The Full-Length Debut: Daniel José Older, Half-Resurrection Blues
Release: January 6
For a genre in which anything is theoretically possible, fantasy has always been dominated by white people. So we need more books like Daniel José Older’s Half-Resurrection Blues, the first in a new series. Fans will recognize the character of Carlos Delacruz from Salsa Nocturna, Older’s 2012 collection of “ghost noir” stories: An “inbetweener” for the New York Council of the Dead, Carlos must negotiate that tricky space between alive and dead. Nothing about this book is dead, though; it’s urban fantasy that actually feels relevant and alive. (Also, check out Older’s fantastic BuzzFeed essay on diversity in publishing.)
The Counterintuitive Opinion: Andrew Keen, The Internet Is Not the Answer
Release: January 6
Whoever’s writing book titles these days is making phenomenal use of “not.” Just a couple of months after Tom Doctoroff argued that social media is hurting brand marketing in the exquisitely titled Twitter is Not a Strategy, tech commentator Andrew Keen is ready to denounce the whole shebang in The Internet is Not the Answer. For Keen, the Internet is a negative feedback loop that punishes its users—economically, socially, psychologically. Sure, this kind of tech naysaying is classic provocation, but it’s necessary. (Also, we told you so.)
The Literary One: Rachel Cusk, Outline
Release: January 13
Two things can happen when you make your main character a creative writing instructor: (1) The novel undermines itself in an act of creative meta-destruction, or (2) it challenges and expands the form. Rachel Cusk’s much-praised Outline does the latter. In an artistic age that supposedly values subversion and ambiguity, the novel remains the very definition of convention. Cusk’s “novel in ten conversations” shows what you can do with a little imagination and a lot of style.
The Blockbuster: Nick Cutter, The Deep
Release: January 13
The bottom of the ocean remains the scariest place on planet Earth, so setting any novel there all but guarantees sleepless nights. Cutter is no stranger to unpacking isolation’s frightening properties—in his debut, The Troop, a scoutmaster and his charges face peril in the Canadian wilderness—and in his latest, the fate of humanity depends on research being done in a lab located eight miles underwater. When that lab goes silent, a fact-finding mission is dispatched, and (surprise!) they find more than facts in those icy black depths. By the end, we’ll all need rescuing.

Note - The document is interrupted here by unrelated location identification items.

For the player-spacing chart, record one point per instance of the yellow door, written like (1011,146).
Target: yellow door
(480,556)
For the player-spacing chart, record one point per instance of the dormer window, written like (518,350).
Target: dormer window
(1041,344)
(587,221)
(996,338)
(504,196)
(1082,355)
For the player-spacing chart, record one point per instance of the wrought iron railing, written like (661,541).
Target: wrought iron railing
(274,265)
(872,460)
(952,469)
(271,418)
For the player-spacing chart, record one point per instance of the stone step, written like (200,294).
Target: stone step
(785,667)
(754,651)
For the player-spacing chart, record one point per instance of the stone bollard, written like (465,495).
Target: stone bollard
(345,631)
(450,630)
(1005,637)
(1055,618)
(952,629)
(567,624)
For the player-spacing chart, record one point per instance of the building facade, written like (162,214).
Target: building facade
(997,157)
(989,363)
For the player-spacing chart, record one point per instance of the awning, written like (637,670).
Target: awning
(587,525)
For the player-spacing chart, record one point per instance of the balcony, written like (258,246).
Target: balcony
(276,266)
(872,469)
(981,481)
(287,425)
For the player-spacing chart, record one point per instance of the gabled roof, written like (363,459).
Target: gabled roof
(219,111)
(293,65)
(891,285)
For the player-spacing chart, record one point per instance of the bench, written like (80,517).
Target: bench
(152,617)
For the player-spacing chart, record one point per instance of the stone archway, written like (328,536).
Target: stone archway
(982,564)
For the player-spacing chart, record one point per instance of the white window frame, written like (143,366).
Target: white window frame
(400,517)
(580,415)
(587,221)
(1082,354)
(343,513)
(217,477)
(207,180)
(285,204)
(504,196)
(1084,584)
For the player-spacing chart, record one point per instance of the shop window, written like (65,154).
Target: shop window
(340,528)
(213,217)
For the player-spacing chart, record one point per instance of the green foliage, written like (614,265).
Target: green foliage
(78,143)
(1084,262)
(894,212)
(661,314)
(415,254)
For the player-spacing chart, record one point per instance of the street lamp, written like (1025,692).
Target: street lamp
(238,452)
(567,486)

The International One: Pasi Ilmari Jääskeläinen, The Rabbit Back Literature Society
Release: January 20
We’re guessing you probably haven’t read any Finnish fantasy. (Swedish neo-noir, sure.) We certainly haven’t, but that changes with Pasi Ilmari Jääskeläinen’s The Rabbit Back Literature Society, translated by Lola M. Rogers. When a secret group of writers recruits a new member, questions form faster than they can be answered.